Peppino di morire non aveva paura. “A forza di fare denunce politiche finisce che prima o poi qualcuno mi ammazza” era una delle frasi più consuete.  Dell’ignavia, sì, di quella aveva paura: anzi, lo riempiva di rabbia e di tristezza. Come quella volta che quasi scoppiò a piangere in aula, contrariato per la decisione della Giunta di approvare la costruzione di un villaggio turistico di cui aveva a lungo contestato l’irregolarità. Era, Peppino, nelle sue battaglie, sempre solo contro tutti. “Solo da morire”, titolava l’edizione speciale del Tacco d’Italia a lui dedicata.

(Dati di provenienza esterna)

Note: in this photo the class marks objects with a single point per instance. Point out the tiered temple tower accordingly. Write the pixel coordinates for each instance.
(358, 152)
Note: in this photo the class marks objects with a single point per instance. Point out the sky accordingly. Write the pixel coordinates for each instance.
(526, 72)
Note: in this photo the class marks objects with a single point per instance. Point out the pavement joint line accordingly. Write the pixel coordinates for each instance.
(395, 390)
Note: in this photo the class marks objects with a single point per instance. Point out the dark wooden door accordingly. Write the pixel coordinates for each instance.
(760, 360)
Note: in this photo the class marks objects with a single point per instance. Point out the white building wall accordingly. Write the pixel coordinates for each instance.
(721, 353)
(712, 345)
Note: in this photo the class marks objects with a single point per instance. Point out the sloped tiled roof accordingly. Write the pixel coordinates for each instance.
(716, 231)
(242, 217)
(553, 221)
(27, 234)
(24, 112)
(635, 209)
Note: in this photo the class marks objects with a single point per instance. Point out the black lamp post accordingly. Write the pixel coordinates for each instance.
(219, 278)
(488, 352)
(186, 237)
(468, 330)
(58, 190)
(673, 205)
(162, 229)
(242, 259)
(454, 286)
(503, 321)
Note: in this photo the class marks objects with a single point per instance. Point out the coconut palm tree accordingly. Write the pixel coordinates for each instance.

Se c’è qualcosa che Ugento, la sua terra, la Regione Puglia e il Mezzogiorno d’Italia devono al “predicatore nel deserto” è cercare, per quanto possibile, di portare avanti il suo sogno. Un sogno che parla di crescita, di futuro, di un Sud Italia che non si lascia abbruttire dal malaffare. Un sogno che lui dedicava alle generazioni future; un sogno che forse oggi spetta a loro rincorrere. Perché tutte le volte che qualcuno rincorre il suo sogno, Peppino non è più solo.